With regards to the criteria that all policies must be affected by or on behalf of the same assured the Court of Appeal did note that there were two insured entities here, Axes and Tandem.  However, the Court went on to state that: “I do not see this criteria as a rigid impediment to extending the doctrine of equitable contribution to the circumstances found in this case.  Resort to principles of equity calls for flexibility.”

The Court placed great emphasis on the fact that when two insurers insure the same risk and choose, as was done here, to present a unified front as one defendant in tort actions then the two insurers acting on behalf of what could be perceived as a single combined defendant may, in effect, be viewed as though they are subject to a “coordinate liability” and therefore, as if they were the same assured for the purposes of that particular risk.

The Court again emphasized that as Aviva and Lombard decided to put forward a “one defendant” stance in the tort action without inviting a split of liability they effectively created a single insured for the purposes of responding to the damages awarded against both Axes and Tandem.  Accordingly, the Court of Appeal held the principle of equitable contribution mandated that both Aviva and Lombard were equally obligated to pay the plaintiffs and should share that obligation equally.

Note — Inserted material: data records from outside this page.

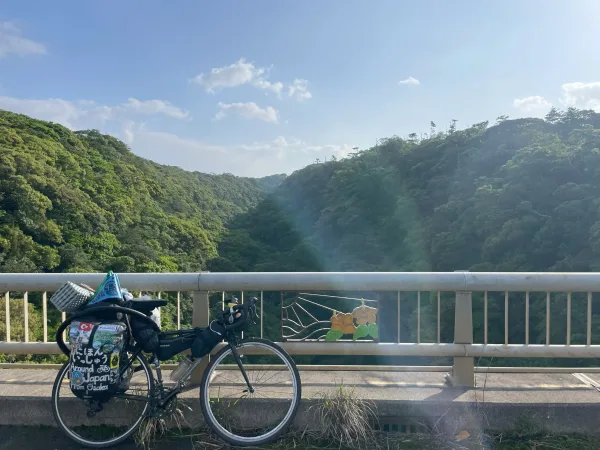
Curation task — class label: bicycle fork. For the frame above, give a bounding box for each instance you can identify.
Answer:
[230,345,254,394]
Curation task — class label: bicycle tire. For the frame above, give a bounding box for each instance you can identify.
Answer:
[200,338,302,447]
[52,354,154,448]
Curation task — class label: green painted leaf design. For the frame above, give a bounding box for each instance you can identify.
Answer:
[325,330,344,342]
[352,325,369,341]
[368,323,379,339]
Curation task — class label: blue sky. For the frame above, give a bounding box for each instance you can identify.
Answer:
[0,0,600,176]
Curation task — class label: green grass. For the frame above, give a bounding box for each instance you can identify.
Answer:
[256,434,600,450]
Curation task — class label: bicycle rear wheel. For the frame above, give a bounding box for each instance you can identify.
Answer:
[200,339,302,447]
[52,355,154,448]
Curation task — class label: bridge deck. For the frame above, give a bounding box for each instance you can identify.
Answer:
[0,369,600,433]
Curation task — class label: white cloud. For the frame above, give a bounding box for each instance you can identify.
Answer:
[0,96,113,129]
[288,78,312,102]
[215,102,279,123]
[253,78,283,97]
[560,81,600,112]
[513,95,552,117]
[193,58,265,93]
[398,77,421,86]
[0,22,46,58]
[123,126,352,176]
[0,96,188,130]
[192,58,312,101]
[121,98,189,119]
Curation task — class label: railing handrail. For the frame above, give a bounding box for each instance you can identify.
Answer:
[0,272,600,292]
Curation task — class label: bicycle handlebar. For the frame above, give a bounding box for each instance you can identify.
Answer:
[219,297,257,331]
[56,305,160,356]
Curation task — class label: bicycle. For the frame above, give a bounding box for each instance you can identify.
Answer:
[52,298,302,448]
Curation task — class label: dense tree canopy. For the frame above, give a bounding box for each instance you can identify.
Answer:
[0,111,268,272]
[217,109,600,271]
[0,108,600,368]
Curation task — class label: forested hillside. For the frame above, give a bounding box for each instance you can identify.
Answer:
[209,105,600,365]
[217,109,600,271]
[0,109,600,364]
[0,111,268,272]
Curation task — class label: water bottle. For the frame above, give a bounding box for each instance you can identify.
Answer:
[171,356,192,382]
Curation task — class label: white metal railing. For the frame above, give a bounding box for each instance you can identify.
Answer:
[0,271,600,385]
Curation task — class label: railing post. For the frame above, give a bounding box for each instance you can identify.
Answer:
[450,272,475,387]
[190,291,210,385]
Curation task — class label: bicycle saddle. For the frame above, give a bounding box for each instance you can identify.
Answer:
[125,298,168,312]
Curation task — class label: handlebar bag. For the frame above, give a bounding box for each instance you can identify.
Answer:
[69,320,127,401]
[191,320,225,358]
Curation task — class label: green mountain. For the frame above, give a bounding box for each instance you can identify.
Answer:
[216,108,600,271]
[0,111,268,272]
[0,108,600,364]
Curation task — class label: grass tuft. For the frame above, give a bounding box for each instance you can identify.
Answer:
[310,384,379,450]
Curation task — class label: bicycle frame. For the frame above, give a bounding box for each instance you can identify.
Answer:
[56,304,254,407]
[113,330,254,408]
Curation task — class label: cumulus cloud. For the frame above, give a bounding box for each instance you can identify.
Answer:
[288,78,312,102]
[560,81,600,112]
[0,96,189,130]
[215,102,279,123]
[192,58,312,101]
[193,58,265,93]
[123,126,352,177]
[120,98,189,119]
[398,77,421,86]
[0,22,46,58]
[513,95,552,117]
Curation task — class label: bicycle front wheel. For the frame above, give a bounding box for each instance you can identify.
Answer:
[200,339,302,447]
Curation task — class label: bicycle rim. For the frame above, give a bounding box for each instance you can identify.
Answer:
[201,339,301,446]
[52,355,154,448]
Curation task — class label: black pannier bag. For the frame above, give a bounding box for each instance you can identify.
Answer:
[69,319,127,401]
[191,320,225,358]
[156,333,196,361]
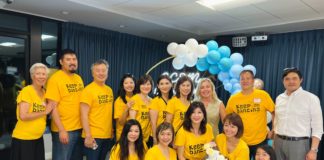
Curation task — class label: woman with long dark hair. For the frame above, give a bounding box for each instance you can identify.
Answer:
[129,75,153,147]
[114,73,135,140]
[166,76,194,133]
[110,119,147,160]
[175,101,214,160]
[149,75,173,144]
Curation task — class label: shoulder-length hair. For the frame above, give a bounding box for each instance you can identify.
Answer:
[195,78,221,102]
[183,101,207,134]
[135,74,153,93]
[115,119,144,160]
[175,76,194,101]
[156,75,173,99]
[117,73,136,104]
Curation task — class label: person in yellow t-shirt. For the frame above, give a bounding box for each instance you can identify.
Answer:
[175,101,214,160]
[166,76,194,133]
[129,75,153,148]
[80,59,114,160]
[149,75,173,144]
[114,73,136,141]
[10,63,52,160]
[226,70,275,158]
[109,119,147,160]
[215,113,250,160]
[45,49,84,160]
[145,122,177,160]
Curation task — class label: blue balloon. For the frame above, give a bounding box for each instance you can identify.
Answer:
[196,58,209,72]
[208,64,220,75]
[233,83,241,90]
[230,53,243,65]
[230,78,239,85]
[229,64,243,78]
[218,46,231,58]
[217,71,230,82]
[243,64,256,76]
[219,58,233,71]
[206,40,218,51]
[206,50,221,64]
[224,83,232,92]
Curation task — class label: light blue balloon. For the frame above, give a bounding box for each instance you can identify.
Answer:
[219,58,233,71]
[208,64,220,75]
[230,53,243,65]
[243,64,256,76]
[206,50,221,64]
[206,40,218,51]
[218,46,231,58]
[196,58,209,72]
[224,83,232,92]
[217,71,230,82]
[233,82,241,90]
[229,64,243,78]
[230,78,239,85]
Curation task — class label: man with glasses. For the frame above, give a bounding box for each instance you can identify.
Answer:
[274,68,323,160]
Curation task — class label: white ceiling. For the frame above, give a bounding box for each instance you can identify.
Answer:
[3,0,324,42]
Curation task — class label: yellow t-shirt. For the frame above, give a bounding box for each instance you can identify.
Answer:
[45,70,84,132]
[12,85,46,140]
[216,133,250,160]
[114,96,130,141]
[175,124,214,160]
[149,97,167,126]
[166,96,189,133]
[109,142,147,160]
[80,82,114,138]
[131,94,152,142]
[145,145,177,160]
[226,89,275,145]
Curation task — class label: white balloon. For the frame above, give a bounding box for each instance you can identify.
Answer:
[184,52,198,67]
[176,44,189,57]
[195,44,208,58]
[172,57,185,70]
[185,38,198,51]
[167,42,178,56]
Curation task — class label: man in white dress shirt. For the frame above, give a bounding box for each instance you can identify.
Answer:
[274,68,323,160]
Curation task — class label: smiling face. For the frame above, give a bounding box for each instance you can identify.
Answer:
[127,125,140,143]
[31,67,47,86]
[179,81,192,97]
[60,53,78,73]
[283,72,303,94]
[223,120,238,138]
[190,107,204,124]
[123,77,135,93]
[157,78,172,94]
[92,64,108,83]
[157,128,173,146]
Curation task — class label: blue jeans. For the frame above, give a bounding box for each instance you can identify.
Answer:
[83,138,114,160]
[52,129,83,160]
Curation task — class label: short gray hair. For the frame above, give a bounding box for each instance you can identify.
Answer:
[29,63,49,77]
[91,59,109,71]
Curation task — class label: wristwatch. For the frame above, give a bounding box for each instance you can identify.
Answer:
[311,148,318,153]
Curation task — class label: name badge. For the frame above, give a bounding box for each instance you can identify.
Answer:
[253,98,261,103]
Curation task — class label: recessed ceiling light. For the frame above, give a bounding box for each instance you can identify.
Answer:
[61,11,70,15]
[42,34,54,40]
[0,42,17,47]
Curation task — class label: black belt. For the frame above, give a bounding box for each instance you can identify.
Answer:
[277,134,309,141]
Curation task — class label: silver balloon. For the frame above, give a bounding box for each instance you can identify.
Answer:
[254,78,264,89]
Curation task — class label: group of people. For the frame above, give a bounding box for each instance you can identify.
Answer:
[11,49,323,160]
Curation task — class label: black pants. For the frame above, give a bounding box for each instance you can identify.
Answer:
[10,137,45,160]
[249,138,268,159]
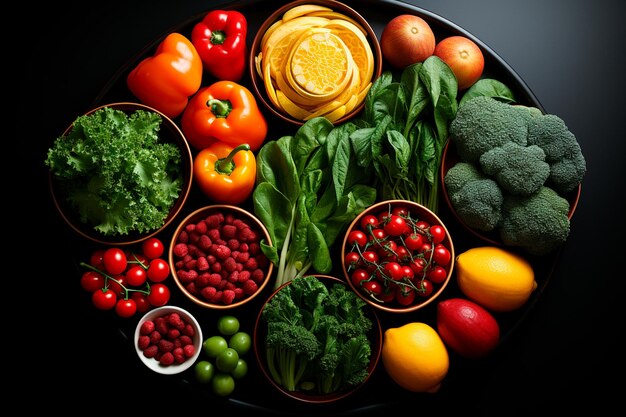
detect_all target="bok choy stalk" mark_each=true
[252,117,376,288]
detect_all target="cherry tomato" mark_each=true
[350,268,370,287]
[426,265,448,284]
[348,230,367,248]
[124,265,148,287]
[115,298,137,318]
[80,271,104,293]
[130,291,152,313]
[344,251,361,269]
[384,214,408,236]
[396,285,415,307]
[433,243,452,266]
[146,258,170,282]
[102,247,128,275]
[428,224,446,245]
[141,237,165,259]
[383,262,403,281]
[148,283,170,307]
[416,279,435,298]
[404,232,424,250]
[91,289,117,310]
[360,214,378,232]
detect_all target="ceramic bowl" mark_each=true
[168,204,274,310]
[249,0,382,125]
[341,200,455,313]
[48,102,193,245]
[133,305,203,375]
[252,275,383,404]
[439,140,581,246]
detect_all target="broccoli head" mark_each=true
[450,96,528,163]
[500,186,570,256]
[444,162,504,232]
[528,114,587,193]
[480,142,550,196]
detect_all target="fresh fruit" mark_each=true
[381,322,450,393]
[455,246,537,312]
[437,298,500,358]
[380,14,435,69]
[433,36,485,90]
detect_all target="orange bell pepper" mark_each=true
[193,141,256,204]
[126,32,203,118]
[181,80,267,152]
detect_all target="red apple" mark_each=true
[437,298,500,358]
[433,36,485,90]
[380,14,435,69]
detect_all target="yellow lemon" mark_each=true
[381,322,450,392]
[455,246,537,312]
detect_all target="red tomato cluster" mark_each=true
[80,237,170,318]
[344,206,452,307]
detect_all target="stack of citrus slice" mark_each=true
[255,4,374,122]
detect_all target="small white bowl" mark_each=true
[133,306,202,375]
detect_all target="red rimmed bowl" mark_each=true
[253,275,383,404]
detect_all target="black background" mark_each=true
[19,0,626,415]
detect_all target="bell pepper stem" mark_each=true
[206,98,233,118]
[215,143,250,175]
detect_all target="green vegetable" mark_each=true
[444,162,504,232]
[261,275,372,394]
[480,142,550,195]
[252,117,376,288]
[500,187,570,255]
[351,56,457,212]
[45,107,183,236]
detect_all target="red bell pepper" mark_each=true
[191,10,248,81]
[126,32,202,118]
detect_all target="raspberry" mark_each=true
[143,345,159,358]
[222,290,235,305]
[158,339,174,352]
[183,343,196,358]
[139,320,154,335]
[173,243,189,258]
[159,352,174,366]
[137,334,150,350]
[242,279,259,295]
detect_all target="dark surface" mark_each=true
[22,0,626,415]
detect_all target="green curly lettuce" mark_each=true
[45,107,183,236]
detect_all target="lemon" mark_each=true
[381,322,450,393]
[455,246,537,312]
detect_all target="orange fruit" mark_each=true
[381,322,450,393]
[455,246,537,312]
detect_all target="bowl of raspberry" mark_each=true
[133,305,202,375]
[169,204,274,310]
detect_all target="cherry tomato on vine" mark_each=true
[102,247,128,275]
[80,271,104,293]
[91,289,117,310]
[428,224,446,245]
[124,265,148,287]
[147,258,170,282]
[147,283,170,307]
[433,243,452,266]
[115,298,137,318]
[384,214,408,236]
[348,230,367,248]
[141,237,165,259]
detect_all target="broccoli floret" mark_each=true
[528,114,587,193]
[450,96,528,163]
[480,142,550,195]
[444,162,504,232]
[500,186,570,256]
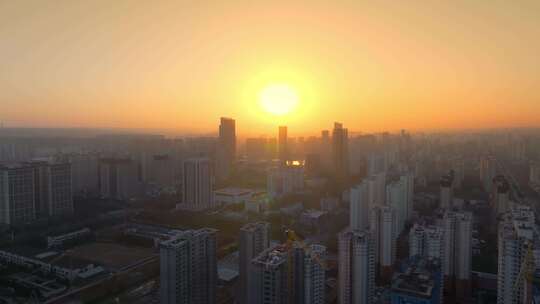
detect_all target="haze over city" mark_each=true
[0,1,540,135]
[0,0,540,304]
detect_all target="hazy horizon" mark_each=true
[0,1,540,135]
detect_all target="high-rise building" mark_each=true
[386,174,414,235]
[160,228,217,304]
[367,153,387,175]
[368,172,386,207]
[278,126,289,164]
[497,206,540,304]
[0,160,73,225]
[216,117,236,180]
[529,162,540,186]
[391,256,443,304]
[349,181,371,230]
[0,164,36,225]
[181,158,214,210]
[443,211,472,298]
[439,174,454,209]
[249,245,293,304]
[319,130,333,172]
[332,122,349,178]
[67,153,99,195]
[28,159,73,218]
[480,156,497,193]
[250,242,326,304]
[296,244,326,304]
[370,206,398,282]
[246,137,270,161]
[266,161,304,198]
[98,157,141,200]
[46,162,73,217]
[409,224,445,261]
[452,158,465,189]
[338,230,375,304]
[239,222,270,304]
[491,175,511,216]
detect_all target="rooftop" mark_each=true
[392,256,441,299]
[253,245,288,267]
[214,187,253,196]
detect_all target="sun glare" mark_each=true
[259,84,298,115]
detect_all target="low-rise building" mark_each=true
[391,256,443,304]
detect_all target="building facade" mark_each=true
[239,222,270,304]
[160,228,217,304]
[338,230,375,304]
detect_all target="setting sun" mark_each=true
[259,84,298,115]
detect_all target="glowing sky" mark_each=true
[0,0,540,134]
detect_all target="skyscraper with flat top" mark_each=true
[181,158,214,210]
[332,122,349,179]
[278,126,289,164]
[216,117,236,179]
[159,228,217,304]
[338,230,375,304]
[369,206,398,283]
[349,181,372,230]
[239,222,270,304]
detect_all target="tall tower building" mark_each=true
[386,175,414,235]
[332,122,349,178]
[216,117,236,180]
[480,156,497,193]
[98,157,140,199]
[367,172,386,207]
[266,162,304,198]
[443,211,472,298]
[497,206,540,304]
[278,126,289,164]
[0,164,36,225]
[47,163,73,217]
[491,175,511,216]
[409,224,445,261]
[338,230,375,304]
[319,130,333,172]
[439,175,454,209]
[370,206,398,282]
[239,222,270,304]
[28,160,73,218]
[303,244,326,304]
[349,181,371,230]
[160,228,217,304]
[178,158,214,210]
[250,243,326,304]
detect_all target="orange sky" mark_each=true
[0,0,540,135]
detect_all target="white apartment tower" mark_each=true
[386,174,414,235]
[338,230,375,304]
[409,224,445,261]
[370,206,398,282]
[160,228,217,304]
[0,164,36,225]
[216,117,236,180]
[303,244,326,304]
[497,206,540,304]
[249,242,326,304]
[439,175,454,209]
[179,158,214,210]
[239,222,270,304]
[266,161,304,198]
[349,181,372,230]
[442,211,472,297]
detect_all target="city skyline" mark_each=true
[0,1,540,136]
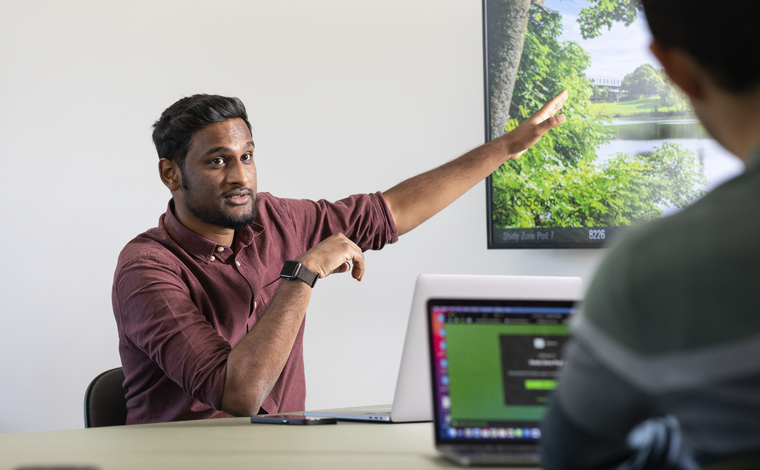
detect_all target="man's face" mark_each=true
[174,119,256,238]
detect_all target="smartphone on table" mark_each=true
[251,414,338,425]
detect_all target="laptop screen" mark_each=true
[427,299,575,444]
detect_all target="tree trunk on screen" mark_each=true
[486,0,532,139]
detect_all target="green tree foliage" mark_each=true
[505,6,610,166]
[620,64,665,99]
[491,4,707,228]
[578,0,641,39]
[492,143,707,228]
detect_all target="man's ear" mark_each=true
[158,158,182,192]
[649,41,705,100]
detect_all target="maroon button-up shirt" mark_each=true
[112,193,398,424]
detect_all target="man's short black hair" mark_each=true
[153,94,253,168]
[642,0,760,93]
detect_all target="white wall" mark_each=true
[0,0,602,432]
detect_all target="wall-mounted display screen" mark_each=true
[483,0,742,248]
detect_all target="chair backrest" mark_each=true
[84,367,127,428]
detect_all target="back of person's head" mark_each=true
[153,94,251,168]
[642,0,760,93]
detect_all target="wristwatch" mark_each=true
[280,260,319,287]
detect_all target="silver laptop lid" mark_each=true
[427,299,575,452]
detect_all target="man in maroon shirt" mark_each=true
[112,92,567,424]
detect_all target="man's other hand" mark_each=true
[297,233,364,281]
[499,90,567,160]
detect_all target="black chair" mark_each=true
[84,367,127,428]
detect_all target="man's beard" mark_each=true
[182,180,258,230]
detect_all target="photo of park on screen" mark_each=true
[483,0,741,248]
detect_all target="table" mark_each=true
[0,418,532,470]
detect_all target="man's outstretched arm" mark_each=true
[383,91,567,235]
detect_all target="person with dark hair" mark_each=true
[112,92,567,424]
[541,0,760,470]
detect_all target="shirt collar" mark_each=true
[163,199,263,261]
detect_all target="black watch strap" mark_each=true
[280,260,319,287]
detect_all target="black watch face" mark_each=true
[280,260,301,279]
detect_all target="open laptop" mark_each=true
[304,274,581,423]
[427,297,576,466]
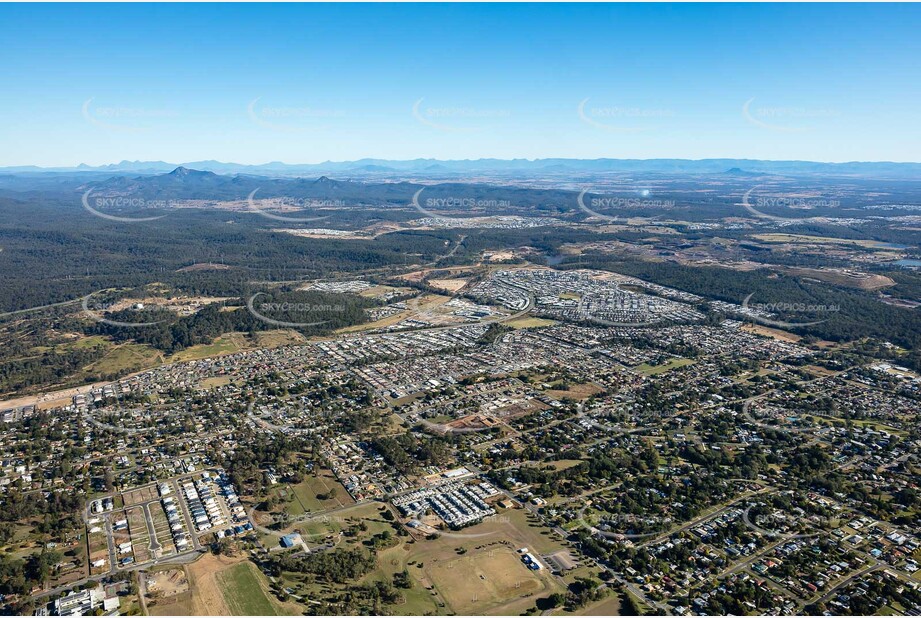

The Court also held that under the unjust enrichment principal of restitution Lombard was responsible for contributing equally to the damages awarded as against Axes/Tandem.  The Court noted that the principle of unjust enrichment has to be applied with flexibility and common sense.  The categories of circumstances in which a claim of unjust enrichment will be met are not limited but rather recovery is permitted where a plaintiff can establish three elements: an enrichment of or benefit to the defendant, a corresponding deprivation of the plaintiff, and the absence of a juristic reason for the enrichment.  The Court of Appeal found that the criteria for an unjust enrichment were met in the circumstances of this case.  Here, the Court held, Lombard retained the obligation to pay damages on behalf of Axes and when Aviva covered that obligation (in the course of making payment in relation to Tandem) it conferred a benefit of Lombard in that Aviva’s payments spared Lombard from incurring an expense it would otherwise have to occur.


This case is a nice example of the flexibility courts will use when considering equitable principles.  It also highlights the importance of a considered analysis of potential indemnification issues at the inception of the tort claim.  The Ontario Court of Appeal placed great emphasis on Lombard and Aviva’s decision to undertake a joint defence of both Axes and Tandem.  In essence, by not seeking cross claims or liability apportionment, the insurers were hampered in the apportionment of indemnity arguments.  While the insurers may have saved some defence costs by only appointing one counsel, as opposed to two separate counsel being instructed by separate adjusters, at the end of the day, this decision may have cost the insurers more than they may have saved.